Publication protocol

"MSAP method was mainly described as follows: at first, genomic
DNA of cotton was divided into two groups, for the first group, 20
units EcoRI (Takara, P.R.China) and 20 units HpaII (Takara,
P.R.China) were used to digest 200 ng genomic DNA in 20 μl of
reaction mixture at 37°C for 2 h. For the second group, instead of
HpaII, the MspI (Takara, P.R. China) was used in combination with
EcoRI to digest 200 ng genomic DNA with the same condition. The
enzyme digestion reaction was terminated by incubation at 65°C for
10 min. Then, the ligation reaction was proceeded in a final volume
of 40 μl mixture, which contains 1 unit T4 DNA ligase, 0.2 mM ATP,
5 pm EcoRI adapters and 50 pm HpaII/MspI adapters for additional
6 h at 20°C (Table 1).
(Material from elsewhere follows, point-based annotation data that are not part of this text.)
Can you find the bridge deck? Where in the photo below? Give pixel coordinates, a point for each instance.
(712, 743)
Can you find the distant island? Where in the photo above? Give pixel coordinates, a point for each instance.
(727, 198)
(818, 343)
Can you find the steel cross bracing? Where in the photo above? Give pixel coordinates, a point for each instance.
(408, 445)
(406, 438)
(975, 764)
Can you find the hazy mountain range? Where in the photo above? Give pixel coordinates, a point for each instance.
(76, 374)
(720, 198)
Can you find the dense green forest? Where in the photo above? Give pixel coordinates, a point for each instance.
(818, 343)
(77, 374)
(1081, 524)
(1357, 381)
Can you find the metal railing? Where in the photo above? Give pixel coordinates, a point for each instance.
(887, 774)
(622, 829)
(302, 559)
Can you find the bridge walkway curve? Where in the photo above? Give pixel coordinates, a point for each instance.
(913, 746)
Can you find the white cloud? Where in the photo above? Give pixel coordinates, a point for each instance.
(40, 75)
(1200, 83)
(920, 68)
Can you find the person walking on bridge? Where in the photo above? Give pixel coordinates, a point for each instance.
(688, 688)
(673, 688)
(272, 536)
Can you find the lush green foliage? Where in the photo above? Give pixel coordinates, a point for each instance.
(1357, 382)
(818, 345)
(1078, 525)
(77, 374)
Subsequently, the ligation mixture was usedas the template for the preselected amplification reaction with
EcoRI+A and HpaII / MspI+T primers (Table 1). The polymerase
chain reactions were carried out in a 25 μl reaction mixture with 1 μl
of ligation reaction mixture, 50 ng of E+A primer, 50 ng of HM +T
primer, 0.5 unit Taq DNA polymerase (Biocentury transgene, P.R.
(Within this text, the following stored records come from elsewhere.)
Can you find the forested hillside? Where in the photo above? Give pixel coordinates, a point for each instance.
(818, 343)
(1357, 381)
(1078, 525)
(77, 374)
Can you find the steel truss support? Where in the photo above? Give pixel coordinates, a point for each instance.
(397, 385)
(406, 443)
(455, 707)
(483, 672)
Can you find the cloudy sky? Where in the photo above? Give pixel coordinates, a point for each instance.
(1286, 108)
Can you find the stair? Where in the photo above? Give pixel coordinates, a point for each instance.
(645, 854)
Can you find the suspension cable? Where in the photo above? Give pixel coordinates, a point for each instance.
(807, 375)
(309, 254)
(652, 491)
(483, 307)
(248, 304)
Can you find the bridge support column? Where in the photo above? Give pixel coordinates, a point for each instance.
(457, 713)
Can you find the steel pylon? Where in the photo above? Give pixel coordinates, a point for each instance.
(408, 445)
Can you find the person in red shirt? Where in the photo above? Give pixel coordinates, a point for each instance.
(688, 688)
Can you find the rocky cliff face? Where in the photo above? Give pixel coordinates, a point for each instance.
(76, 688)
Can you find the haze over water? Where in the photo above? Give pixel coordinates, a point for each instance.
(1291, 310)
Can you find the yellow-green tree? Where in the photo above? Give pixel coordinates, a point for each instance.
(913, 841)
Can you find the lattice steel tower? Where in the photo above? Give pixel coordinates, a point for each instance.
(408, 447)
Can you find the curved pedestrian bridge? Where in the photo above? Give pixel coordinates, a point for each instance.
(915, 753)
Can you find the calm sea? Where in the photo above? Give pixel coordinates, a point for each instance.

China), 0.2 mM dNTP (Biocentury transgene, P.R.China) and 2.5 μl
of 10× polymerase buffer (Biocentury transgene, P.R. China) for 21
cycles with 1 min denaturation at 94°C, 1 min annealing at 56°C,
and 1 min extension at 72°C. The preselected amplification
products were used as the template for the selective amplification
reaction. The primers were the EcoRI and HpaII/MspI primers with
two added selective nucleotides (Table 1). The polymerase chain
reactions were carried out in total volumes of 25 μl, containing 0.3
μl of pre-amplification product, 50 ng of EcoRI primer, 50 ng of
HpaII/MspI primer, 1 unit Taq polymerase, 0.5 mM dNTP and 2.5 μl
of 10× PCR buffer. The PCR procedure was performed according to
the standard amplified fragment polymorphism touchdown protocol
(Vos et al., 1995). The products of selective amplification were
mixed with 8 μl of denaturating buffer (98% formamide, 10 mM
EDTA, 0.1% bromphenol blue, and 0.1% xylene cyanol), then
denatured at 95°C for 5 min and separated on 6% polyacrylamide
gel in 1× 44.5 Mm Tris/Borate, 0.5 Mm EDTA, pH 8.0 (TBE) buffer
at 80 watts for 1 h. Gels were stained according to the silver
staining method described by Bassam et al. (1991)."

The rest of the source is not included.